Jeudi 10 juin 2010, nous avions tous rendez-vous aux Subsistances, haut lieu culturel de Lyon.
Cet ancien couvent et ancienne caserne militaire nous a ouvert ses portes, synonyme de notre prise de fonction en tant que Ô parleur.
Mais avant le moment que j'attendais tant, nous avons visité l'enceinte des "Subs".
Je découvre avec stupeur et rigolade les erreurs de l'architecte de l'époque : les murs ne sont pas droits.
La douce voix de notre guide nous indique que l'architecte de la zone la plus ancienne (le couvent) était la mère supérieur du couvent.

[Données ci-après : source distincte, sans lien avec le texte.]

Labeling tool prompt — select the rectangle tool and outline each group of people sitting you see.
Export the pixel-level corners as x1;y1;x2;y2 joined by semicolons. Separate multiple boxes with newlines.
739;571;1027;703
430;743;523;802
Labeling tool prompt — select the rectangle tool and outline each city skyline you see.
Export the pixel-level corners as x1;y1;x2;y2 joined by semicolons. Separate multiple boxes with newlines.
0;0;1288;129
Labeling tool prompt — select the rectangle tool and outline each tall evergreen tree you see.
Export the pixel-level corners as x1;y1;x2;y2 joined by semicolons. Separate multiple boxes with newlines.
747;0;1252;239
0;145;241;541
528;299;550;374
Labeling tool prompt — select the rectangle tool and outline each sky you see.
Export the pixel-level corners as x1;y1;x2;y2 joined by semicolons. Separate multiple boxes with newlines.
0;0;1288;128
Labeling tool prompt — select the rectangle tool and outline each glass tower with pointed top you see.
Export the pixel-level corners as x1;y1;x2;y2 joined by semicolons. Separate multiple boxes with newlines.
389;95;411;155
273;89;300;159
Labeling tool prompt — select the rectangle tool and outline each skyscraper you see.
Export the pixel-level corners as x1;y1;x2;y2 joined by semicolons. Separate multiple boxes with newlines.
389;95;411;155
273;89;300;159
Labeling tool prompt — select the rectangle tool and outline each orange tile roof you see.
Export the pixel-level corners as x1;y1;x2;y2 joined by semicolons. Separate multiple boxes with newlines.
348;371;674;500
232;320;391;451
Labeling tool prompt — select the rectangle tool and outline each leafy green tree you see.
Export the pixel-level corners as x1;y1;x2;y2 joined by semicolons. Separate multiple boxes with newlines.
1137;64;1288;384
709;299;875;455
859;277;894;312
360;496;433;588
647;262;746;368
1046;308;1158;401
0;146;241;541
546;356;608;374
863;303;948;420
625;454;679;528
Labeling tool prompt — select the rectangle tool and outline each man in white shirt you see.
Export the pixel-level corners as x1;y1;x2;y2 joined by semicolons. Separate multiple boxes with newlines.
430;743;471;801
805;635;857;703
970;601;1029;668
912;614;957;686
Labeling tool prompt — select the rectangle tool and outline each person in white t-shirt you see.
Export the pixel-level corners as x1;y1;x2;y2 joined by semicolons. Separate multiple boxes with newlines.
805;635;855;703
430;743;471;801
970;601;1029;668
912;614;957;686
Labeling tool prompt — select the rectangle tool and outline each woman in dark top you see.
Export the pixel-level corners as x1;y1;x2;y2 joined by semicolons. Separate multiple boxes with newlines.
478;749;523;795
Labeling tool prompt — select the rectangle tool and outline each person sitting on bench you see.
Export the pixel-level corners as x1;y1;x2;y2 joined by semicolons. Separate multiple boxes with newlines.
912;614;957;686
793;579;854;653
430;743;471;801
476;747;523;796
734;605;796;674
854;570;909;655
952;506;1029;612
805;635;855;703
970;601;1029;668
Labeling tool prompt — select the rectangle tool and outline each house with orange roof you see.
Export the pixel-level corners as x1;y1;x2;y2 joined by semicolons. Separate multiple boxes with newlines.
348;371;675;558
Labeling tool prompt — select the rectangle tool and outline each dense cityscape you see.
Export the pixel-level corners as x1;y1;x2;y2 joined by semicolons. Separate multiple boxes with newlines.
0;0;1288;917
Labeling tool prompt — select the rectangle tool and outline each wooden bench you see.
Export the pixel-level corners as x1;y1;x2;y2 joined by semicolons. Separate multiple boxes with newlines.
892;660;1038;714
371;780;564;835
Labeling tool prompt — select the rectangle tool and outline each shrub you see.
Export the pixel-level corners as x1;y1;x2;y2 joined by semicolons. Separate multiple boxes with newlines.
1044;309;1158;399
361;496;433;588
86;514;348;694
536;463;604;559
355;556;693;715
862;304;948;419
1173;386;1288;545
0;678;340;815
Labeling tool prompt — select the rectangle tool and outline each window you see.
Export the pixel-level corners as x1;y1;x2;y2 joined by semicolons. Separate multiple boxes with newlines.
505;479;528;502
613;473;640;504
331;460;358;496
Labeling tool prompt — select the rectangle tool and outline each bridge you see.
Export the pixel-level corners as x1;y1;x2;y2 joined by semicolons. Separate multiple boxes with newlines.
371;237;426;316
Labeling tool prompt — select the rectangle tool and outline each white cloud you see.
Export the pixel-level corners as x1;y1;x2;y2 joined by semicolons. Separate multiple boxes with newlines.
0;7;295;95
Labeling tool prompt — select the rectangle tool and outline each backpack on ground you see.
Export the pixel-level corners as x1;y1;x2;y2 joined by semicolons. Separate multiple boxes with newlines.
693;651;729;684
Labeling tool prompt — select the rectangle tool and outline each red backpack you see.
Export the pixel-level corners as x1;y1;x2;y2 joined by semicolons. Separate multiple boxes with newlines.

Cette dernière s'était désignée architecte, pour réaliser des économie pour l'extension du couvent, qui ne suffisait pas pour accueillir toutes les sœurs vivant dans la petite enceinte.
La mère supérieur ne manquait pas d'imagination !
Après avoir construit des murs tordus (qui ont été renforcés par les militaires par la suite), la guide nous montre qu'aucune fenêtre n'est identique.
On peux voir une fenêtre immense à coté d'un fenestrons, pareil avec les portes.
"Chez nous aux Subsistances, on finit par croire que les sœurs aussi faisaient travailler leur imagination pour concevoir quelque chose d'artistique."
Quant je vois les couloirs de la largeur de mon salon, je comprends pourquoi le bâtiment de la taille d'une église ne comptait que 7 Chambres....
De plus, il parait que ces chambres sont toutes petites.
"On ne peut pas rentrer un lit double les pensionnaires ont un petit lit"
De nos jours, la résidence qui héberge les artistes se produisant aux Subsistances, compte 17 Chambres.
Nous avons terminé notre petit tour avec notre charmante guide par la Boulangerie, la grande Verrière (avec son toit tout en verre),
et pour finir les hangars, qui ont la particularité d'être séparables en deux salles de spectacle grâce aux gradins rétractables et à une paroi de séparation.
Malheureusement, la paroi n'est pas insonorisée, donc une seule des deux pièces du hangar peut jouer à la fois.
Pour Imaginez Maintenant, on aura ansi un spectacle "Lardesque" en alternance avec le spectacle "Groin".
Pour conclure la soirée en beauté, les visites se terminent pour laisser place au plus important : le repas.
Inutile de dire qu'il était temps de terminer la visite.
En effet, juste après avoir pris possession de nos tables, protégé sous les arches, la pluie montrait le bout de son nez.
Toutefois, quand une bande d'affamés se met a table, ce n'est pas la pluie qui les arrête...
Quiches, chips, pastèque, jus d'orange, de pomme mais surtout un grand moment de convivialité avec toute l'équipe du festival.
On a également pu participer à la programmation de certains ateliers et on a reçu nos prospectus à distribuer...
Ce fût une très bonne soirée, lors de laquelle tout le monde a pu se rencontrer et parler un peu. Une soirée à rééditer.